Apr 17 2014 - 4:08am

Let's talk shop flea markets. While they've been around forever, these trendy spots are now a place for hunters and hipsters alike. Plus, it's no secret they're right up there with Target for scoring a good deal [1]. Enter the Rose Bowl Flea Market [2]. Likely the queen bee of all swap meets, I took to Pasadena, CA, last weekend to give you the breakdown on how to finally make your bargaining dreams come true. Below is everything you need to know to master the massive garage sale (including the ideal #ootd). Let's get to it, shall we?

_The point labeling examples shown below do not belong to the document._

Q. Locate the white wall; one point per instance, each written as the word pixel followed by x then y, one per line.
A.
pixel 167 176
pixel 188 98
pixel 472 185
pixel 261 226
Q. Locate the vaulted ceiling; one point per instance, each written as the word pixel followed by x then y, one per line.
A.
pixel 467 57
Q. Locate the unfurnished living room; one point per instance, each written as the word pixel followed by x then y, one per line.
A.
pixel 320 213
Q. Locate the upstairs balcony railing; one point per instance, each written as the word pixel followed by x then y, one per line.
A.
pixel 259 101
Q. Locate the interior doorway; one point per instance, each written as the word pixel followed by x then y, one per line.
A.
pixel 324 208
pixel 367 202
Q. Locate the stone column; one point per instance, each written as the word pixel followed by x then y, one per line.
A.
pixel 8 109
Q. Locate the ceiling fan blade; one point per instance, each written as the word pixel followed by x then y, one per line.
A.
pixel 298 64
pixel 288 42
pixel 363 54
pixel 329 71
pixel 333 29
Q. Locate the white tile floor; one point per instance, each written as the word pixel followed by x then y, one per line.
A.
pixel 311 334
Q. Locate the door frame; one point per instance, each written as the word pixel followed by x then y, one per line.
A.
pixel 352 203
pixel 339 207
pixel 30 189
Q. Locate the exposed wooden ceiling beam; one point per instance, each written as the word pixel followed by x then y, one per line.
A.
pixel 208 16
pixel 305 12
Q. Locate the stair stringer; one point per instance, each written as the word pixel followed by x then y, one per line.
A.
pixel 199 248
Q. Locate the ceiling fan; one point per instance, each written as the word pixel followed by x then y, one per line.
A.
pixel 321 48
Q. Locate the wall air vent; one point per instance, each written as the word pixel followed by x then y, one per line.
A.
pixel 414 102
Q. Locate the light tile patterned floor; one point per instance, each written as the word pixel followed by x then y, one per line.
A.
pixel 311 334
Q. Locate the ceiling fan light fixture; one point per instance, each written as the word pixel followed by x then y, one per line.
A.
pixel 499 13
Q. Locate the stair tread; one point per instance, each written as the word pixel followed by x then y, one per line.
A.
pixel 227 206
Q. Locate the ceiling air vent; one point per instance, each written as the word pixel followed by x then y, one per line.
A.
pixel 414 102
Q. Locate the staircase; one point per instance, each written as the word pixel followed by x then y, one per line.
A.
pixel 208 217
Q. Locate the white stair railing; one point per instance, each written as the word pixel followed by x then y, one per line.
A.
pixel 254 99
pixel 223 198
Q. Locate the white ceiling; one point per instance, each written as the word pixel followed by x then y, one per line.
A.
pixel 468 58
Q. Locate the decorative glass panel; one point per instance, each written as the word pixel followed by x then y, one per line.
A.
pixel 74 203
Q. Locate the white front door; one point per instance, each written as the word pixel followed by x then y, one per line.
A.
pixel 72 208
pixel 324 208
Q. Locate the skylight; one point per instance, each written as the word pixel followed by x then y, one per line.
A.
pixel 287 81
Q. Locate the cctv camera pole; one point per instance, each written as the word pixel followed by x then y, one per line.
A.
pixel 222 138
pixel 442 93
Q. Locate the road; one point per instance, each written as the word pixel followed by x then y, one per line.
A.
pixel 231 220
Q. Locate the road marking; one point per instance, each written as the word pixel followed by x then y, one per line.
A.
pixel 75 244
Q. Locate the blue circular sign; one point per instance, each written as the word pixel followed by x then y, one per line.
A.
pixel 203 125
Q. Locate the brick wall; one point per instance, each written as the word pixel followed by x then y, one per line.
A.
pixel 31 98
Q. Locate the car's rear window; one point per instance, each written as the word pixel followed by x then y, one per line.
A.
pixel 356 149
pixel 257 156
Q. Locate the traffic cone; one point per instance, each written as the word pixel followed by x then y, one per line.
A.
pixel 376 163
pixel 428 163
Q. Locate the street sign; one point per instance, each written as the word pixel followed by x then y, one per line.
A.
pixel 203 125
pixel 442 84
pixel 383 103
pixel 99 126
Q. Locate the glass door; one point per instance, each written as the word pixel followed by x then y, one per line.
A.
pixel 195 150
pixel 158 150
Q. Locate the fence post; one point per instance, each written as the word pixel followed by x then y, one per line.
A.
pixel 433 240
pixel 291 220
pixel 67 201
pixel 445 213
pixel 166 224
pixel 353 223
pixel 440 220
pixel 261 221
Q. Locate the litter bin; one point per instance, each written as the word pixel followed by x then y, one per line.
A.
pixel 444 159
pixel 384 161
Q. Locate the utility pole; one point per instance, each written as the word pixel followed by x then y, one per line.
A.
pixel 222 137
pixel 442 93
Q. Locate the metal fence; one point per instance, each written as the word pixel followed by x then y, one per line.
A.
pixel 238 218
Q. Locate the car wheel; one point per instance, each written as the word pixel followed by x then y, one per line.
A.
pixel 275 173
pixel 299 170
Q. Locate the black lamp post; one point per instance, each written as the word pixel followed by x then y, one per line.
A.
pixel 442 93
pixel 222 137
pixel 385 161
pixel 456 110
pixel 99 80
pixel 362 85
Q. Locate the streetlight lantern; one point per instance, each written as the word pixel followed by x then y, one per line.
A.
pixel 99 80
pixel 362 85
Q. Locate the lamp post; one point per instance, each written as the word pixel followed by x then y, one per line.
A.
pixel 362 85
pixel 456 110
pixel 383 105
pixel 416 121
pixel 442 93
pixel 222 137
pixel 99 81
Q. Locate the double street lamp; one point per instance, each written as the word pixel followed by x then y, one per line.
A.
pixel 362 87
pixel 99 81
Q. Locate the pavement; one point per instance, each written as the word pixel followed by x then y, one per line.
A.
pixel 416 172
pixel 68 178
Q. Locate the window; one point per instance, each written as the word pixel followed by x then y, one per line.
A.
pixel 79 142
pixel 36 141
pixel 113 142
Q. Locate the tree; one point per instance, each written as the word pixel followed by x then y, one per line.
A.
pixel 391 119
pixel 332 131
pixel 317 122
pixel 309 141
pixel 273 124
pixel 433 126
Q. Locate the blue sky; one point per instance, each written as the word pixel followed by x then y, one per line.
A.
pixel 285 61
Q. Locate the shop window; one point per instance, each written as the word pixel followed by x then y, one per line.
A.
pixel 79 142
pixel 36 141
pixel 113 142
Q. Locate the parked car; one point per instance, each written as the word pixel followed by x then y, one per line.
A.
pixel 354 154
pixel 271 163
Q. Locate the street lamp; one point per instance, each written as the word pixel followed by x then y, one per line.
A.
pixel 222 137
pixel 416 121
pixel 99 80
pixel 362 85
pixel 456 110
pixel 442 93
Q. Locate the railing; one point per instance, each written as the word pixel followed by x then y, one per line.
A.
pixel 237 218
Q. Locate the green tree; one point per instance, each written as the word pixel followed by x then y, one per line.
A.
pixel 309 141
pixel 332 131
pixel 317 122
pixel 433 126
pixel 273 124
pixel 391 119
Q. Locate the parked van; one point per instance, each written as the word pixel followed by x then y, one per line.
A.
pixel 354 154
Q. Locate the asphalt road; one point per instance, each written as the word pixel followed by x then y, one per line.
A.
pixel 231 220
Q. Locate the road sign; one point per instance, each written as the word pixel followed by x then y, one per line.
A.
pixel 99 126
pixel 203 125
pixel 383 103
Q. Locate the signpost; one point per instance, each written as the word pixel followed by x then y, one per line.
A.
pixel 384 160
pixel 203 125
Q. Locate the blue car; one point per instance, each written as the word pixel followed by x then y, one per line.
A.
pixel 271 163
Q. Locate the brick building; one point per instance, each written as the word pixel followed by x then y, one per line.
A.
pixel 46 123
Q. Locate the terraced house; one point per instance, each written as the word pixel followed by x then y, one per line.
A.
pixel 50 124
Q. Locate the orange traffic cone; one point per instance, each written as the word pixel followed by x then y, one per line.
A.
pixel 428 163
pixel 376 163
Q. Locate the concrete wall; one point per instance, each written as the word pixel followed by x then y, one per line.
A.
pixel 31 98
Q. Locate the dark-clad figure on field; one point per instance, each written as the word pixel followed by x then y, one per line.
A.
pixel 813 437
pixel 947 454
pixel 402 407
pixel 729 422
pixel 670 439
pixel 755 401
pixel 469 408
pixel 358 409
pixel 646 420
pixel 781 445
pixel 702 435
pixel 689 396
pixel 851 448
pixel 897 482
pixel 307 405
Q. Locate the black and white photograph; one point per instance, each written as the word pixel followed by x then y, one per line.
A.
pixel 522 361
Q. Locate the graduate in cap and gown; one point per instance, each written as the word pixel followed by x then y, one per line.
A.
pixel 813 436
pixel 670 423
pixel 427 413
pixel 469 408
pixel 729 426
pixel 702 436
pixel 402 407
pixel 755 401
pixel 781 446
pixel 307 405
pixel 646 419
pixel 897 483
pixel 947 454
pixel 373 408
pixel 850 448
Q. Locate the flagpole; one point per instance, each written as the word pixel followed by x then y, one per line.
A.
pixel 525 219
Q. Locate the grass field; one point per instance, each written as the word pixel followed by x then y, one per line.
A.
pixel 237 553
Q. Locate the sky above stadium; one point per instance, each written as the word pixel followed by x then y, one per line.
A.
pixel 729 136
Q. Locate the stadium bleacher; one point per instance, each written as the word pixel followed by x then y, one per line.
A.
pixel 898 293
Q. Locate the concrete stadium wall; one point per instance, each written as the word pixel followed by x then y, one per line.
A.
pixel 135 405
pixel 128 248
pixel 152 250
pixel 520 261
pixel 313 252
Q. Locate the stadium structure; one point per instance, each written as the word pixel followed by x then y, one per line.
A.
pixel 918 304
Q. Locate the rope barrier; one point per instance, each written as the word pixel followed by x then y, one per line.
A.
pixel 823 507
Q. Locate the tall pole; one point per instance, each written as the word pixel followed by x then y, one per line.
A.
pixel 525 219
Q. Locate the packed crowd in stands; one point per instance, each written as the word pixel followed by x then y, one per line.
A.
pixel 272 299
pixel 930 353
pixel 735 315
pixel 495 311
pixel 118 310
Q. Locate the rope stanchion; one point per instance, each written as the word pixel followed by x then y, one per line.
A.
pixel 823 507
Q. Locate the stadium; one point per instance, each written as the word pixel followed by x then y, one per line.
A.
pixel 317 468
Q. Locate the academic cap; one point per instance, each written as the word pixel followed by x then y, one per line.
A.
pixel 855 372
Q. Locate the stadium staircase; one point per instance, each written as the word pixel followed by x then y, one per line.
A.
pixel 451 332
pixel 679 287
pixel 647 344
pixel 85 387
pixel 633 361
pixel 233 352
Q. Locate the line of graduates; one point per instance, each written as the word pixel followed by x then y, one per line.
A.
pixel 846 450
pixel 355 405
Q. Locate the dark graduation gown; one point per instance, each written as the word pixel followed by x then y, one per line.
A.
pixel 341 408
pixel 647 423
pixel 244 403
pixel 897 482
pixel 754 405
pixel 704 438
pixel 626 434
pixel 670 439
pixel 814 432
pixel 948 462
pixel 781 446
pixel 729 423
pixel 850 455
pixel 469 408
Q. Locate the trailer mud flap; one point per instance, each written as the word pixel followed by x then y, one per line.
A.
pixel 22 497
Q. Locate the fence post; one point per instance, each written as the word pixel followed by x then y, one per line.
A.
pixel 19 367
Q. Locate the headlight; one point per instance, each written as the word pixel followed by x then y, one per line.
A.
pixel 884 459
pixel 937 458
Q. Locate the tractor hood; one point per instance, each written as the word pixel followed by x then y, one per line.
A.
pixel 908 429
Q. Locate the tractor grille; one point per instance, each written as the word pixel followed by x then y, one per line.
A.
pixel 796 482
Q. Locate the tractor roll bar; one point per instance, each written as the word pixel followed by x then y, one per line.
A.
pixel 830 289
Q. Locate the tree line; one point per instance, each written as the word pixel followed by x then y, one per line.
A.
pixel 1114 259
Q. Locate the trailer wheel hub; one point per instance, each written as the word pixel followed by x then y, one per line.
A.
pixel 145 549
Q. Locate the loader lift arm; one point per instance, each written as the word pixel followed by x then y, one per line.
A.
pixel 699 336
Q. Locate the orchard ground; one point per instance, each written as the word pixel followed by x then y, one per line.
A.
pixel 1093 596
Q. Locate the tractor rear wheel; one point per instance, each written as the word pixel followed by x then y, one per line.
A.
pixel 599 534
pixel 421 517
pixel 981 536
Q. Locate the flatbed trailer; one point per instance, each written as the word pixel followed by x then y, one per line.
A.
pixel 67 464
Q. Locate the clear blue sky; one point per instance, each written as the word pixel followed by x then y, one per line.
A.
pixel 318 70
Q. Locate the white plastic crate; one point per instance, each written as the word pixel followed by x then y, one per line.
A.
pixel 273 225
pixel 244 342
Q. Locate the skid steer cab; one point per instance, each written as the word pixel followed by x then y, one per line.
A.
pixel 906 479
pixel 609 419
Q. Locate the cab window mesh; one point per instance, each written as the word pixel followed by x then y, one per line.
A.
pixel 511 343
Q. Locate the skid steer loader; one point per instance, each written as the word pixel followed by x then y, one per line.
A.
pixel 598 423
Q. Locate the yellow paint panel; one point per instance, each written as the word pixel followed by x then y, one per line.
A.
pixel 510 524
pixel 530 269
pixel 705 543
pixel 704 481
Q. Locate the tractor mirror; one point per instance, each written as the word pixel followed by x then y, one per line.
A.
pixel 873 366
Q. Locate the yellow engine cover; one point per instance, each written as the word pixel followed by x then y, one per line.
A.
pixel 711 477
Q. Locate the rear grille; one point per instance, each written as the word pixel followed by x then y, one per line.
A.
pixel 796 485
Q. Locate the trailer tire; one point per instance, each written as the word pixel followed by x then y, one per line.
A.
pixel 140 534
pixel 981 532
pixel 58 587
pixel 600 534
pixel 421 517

Consider Your Transportation

Transportation is one of those things that is easy to overlook but important depending on what you want to buy. If you're only looking for accessories, any car will do, but if you're trying to furnish your space, it's a good idea to borrow or rent a truck. Bribing your friends who own trucks — maybe with In-N-Out? — never hurts.

Arrive Early

Sorry, sleepyhead — the saying "the early bird gets the worm" truly applies to the flea market. Not only will you score a prime parking spot, but you'll also get to shop the vendor's selection before it has been picked over.

Carry Cash

Since most vendors only accept cash, bringing Andrew Jackson along (i.e., a few $20 bills) is extremely important. Having cash will also help you negotiate a price, not to mention keep you on budget. Don't rely on the flea market's ATM either; it will probably charge you a withdrawal fee — and nobody has time for that.

Stay Open-Minded

Although it's very easy to get caught up in finding one particular item, try to keep an open mind. Do have a general idea of what you're looking for, but don't let tunnel vision prevent you from finding cool decor . . . That would just be a shame.

Get Ready to Dig

Don't expect the flea market to be a carefully curated boutique; there is digging involved. No doubt, you will have to search through piles of things in search of a treasure. Sure, it takes a little elbow grease, but nothing beats the satisfaction of finding exactly what you wanted.

Go For Color

Here's the deal: unique, colorful pieces should be your focus. Since they can't be found elsewhere, one-of-a-kind finds will easily boost your decor. As for neutrals? Leave the basics to these affordable decor resources [3], not the flea market.

Act Quick

. . . But not too quick! It's very easy to say "yes" to the first thing you see, yet at the same time, it's also common to pass on something thinking it will be there when you return (hint: it won't). I'm guilty of both and suggest you try to picture how the piece will be used. If you can't come up with a scenario, pass. But, at the same time, some things are completely impractical yet shouldn't be left behind (these lamps [4], currently too big for my studio [5], are the perfect example!).

(Always) Make a Deal

Seriously, do not pay full price — ever! Trust me, vendors want to sell, so there's always room for negotiation. Don't be afraid to walk away either.

Dress Comfortably

Warning: even if you're in shape, the flea market can feel like a marathon. I'm not saying you should wear an old pair of sweats, but do dress comfortably. Even in flats, my back began to hurt toward the end. I also carried a large tote with an extra tote folded inside. Lastly, don't forget the sunscreen and sunglasses — I was guilty of a sunburn that unfortunately never turned into a tan . . .

Have Fun With It

I know "having fun" is cliché, but it has to be noted. Sure, you want to score a good deal and get in before the crowds, but at the end of the day, the flea market is just another resource for inspiration and decor that will make your space truly yours.